Alberta confirms 30 new cases of COVID-19, no new deaths
EDMONTON -- Alberta health officials say there have been 30 new cases of COVID-19 in the past 24 hours with no additional deaths.
Chief Medical Officer of Health Dr. Deena Hinshaw said the new cases brings the total number of active cases in the province to 386.
There have been 6,811 recoveries from the disease.
Fifty-three people remain hospitalized, with six in intensive care units.
To date, the province has conducted more than 325,000 COVID-19 tests, Hinshaw said.
STAGE 2 OF RELAUNCH BEGINS
Hinsahw spoke as the province moved to Stage 2 of its economic relaunch plan Friday.
As part of Stage 2, certain services and businesses are allowed to reopen with conditions including K-12 schools for diploma exams and summer school classes, gyms, recreation centres and arenas, libraries, some surgeries and health services, personal services like manicures and pedicures, and movie theatres.
There will also be higher limits on indoor and outdoor gatherings.
However, visitation rules surrounding residents in continuing care centres remain unchanged, meaning only one essential visitor is allowed inside.
I know that some people will continue to feel anxious. It is natural to feel this way," Hinshaw said of Stage 2. "I am also keenly aware that many residents in continuing care centres, and their families continue to feel lonely and isolated."

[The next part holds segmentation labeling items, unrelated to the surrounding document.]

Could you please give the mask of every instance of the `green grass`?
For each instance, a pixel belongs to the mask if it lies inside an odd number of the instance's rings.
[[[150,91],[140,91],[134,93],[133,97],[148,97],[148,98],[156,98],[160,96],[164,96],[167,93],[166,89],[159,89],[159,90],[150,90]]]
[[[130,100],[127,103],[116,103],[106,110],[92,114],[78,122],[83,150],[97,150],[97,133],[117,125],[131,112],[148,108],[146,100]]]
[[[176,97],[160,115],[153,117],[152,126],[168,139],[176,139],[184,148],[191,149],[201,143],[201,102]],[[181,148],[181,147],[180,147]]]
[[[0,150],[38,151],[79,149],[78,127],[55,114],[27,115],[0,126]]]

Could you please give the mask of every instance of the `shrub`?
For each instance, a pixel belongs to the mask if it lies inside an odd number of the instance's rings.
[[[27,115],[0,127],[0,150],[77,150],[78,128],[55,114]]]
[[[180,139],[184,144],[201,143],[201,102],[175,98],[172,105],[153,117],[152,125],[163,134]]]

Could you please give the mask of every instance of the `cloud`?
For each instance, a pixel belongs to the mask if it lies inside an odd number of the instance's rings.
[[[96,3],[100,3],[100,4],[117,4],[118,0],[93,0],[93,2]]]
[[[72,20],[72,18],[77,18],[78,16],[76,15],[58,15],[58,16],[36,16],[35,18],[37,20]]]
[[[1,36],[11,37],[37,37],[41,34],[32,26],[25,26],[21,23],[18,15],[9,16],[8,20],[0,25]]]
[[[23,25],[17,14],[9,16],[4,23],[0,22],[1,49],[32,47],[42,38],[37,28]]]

She said Alberta Health is exploring ways to "gradually lift" those restrictions will balancing resident and staff safety.
RISE IN EDMONTON CASES NOT LINKED TO PROTESTS
Hinshaw also discussed a rise in the number of active cases in Edmonton.
Last week, that number was 58. This week, it's 149.
"While any increases are concerning, there has been no single source or cause identified," said Hinshaw. "About two-thirds of these cases are linked to known sources or outbreaks, and about one-third are not yet linked to a known source."
However, she said protests related to the Black Lives Matter movement have not yet been identified as sources for COVID-19 transmission. There has been a spike in testing numbers due to people who attended such protests responding to Hinshaw's earlier recommendation to get swabbed, she revealed.
"Having said that, it is important to stay vigilant. The freedom to protest is a critical one and preventing the spread of COVID-19 is also critical," said Hinshaw.
Alberta Health is working on a guidance document for protest organizers and attendees on how limit the spread of coronavirus.
Hinshaw also confirmed there are now seven cases of COVID-19 in staff members at Alberta Hospital in Edmonton.
She said she has not yet heard from local public health investigators as to any lessons learned or gaps that have been identified that led to the spread of the disease.